In the north we don’t see it that way. What many of us do see is that the Government spent three million dollars securing a mandate for a group, Tuhoronuku, which is backed by fewer than 6000 of us 120,000 Ngapuhi.

Some time back, Jim Bolger, a former prime minister, was sent in as a great white father to sort out the dissension among Ngapuhi. But his powers of persuasion weren’t up to the task. Then Tuku Morgan had a go. But he went back to the Waikato leaving behind the suggestion that the best way forward was to scrap the mandate and start all over again.

Not a bad idea, but not one that has appealed to a Government whose grasp of tino rangatiratanga is at odds with the facts of history, including the commitments made at Waitangi 175 years ago.

That kind of ignorance is what led to flagpoles being cut down in 1845. It also led to a town being sacked and to a lesson in trench warfare being dished out to the colonial troops by our ancestor, Kawiti.

Seeing that we have long since given up the gun, the Crown’s behaviour this time is unlikely to prompt that kind of drama. But we can still promise the Crown a bloodied nose – and we can also promise that, if it sticks to its course with Tuhoronuku, it will be saddled with the unenviable reputation of brokering a settlement that will be voted down by the Ngapuhi majority it refuses to see.

Is there a way to avoid calamity? Yes, there is. It’s simply a matter of the Ngapuhi hapu having their say in the settlement process from start to finish. It’s the hapu upon whom the original injustices were perpetrated. So how come they’re being sidelined?

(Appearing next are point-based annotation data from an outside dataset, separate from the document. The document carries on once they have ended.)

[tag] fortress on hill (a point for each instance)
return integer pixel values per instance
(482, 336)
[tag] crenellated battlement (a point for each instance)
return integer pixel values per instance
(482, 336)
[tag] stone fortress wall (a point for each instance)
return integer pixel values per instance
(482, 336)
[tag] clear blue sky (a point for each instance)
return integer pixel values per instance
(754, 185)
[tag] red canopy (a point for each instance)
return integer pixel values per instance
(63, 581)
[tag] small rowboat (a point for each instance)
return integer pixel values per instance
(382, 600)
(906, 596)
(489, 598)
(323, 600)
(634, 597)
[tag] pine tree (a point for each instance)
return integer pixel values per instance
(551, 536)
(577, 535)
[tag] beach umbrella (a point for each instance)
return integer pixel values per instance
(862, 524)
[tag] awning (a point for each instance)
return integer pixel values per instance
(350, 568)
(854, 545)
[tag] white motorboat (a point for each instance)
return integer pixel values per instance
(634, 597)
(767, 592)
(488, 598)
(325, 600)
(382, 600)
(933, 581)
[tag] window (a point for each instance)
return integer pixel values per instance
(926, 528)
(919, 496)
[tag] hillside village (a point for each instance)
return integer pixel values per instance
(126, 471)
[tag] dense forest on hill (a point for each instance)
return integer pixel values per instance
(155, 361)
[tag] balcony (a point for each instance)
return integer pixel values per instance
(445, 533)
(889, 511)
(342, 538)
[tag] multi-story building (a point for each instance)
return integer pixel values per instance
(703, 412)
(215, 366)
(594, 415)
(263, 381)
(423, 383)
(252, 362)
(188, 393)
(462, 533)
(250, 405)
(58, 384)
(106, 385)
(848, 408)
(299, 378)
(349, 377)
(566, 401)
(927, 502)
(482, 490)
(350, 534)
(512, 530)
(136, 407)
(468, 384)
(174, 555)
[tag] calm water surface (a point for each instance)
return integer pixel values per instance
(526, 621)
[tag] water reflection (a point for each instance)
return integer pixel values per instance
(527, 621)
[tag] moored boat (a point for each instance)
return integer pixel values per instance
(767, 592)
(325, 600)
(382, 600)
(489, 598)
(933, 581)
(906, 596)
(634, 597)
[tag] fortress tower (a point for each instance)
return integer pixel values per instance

It may be that the Crown sees some short-term convenience in dealing just with Tuhoronuku. No doubt the minister and his officials also sense that there could be electoral brownie points in soon being able to flaunt another major “full and final” Treaty settlement.

But Tuhoronuku is a flawed structure. It doesn’t have the capacity to represent those it claims to represent. So it needs to be replaced by an entity with that capacity.

It’s not as if the hapu of Ngapuhi are seeking any special favours. They are asking for no more than the Crown has offered other claimants around the country – a settlement based on the local experience and the losses they endured.

If that approach has served other parts of the North, and Ngati Kahungunu as well right now, why shouldn’t that be on offer to the hapu of Ngapuhi?

If an iwi half the size of a confederation of Ngapuhi hapu is offered five separate negotiated settlements, why should we accept that the Crown’s offer is as good or as intelligent as it gets.

The minister can right some of the injustices of the past without prompting a raft of new ones by foisting on us his ugly proposal. All he needs to do, if he wants a peaceful resolution, is find the courage to do the right thing.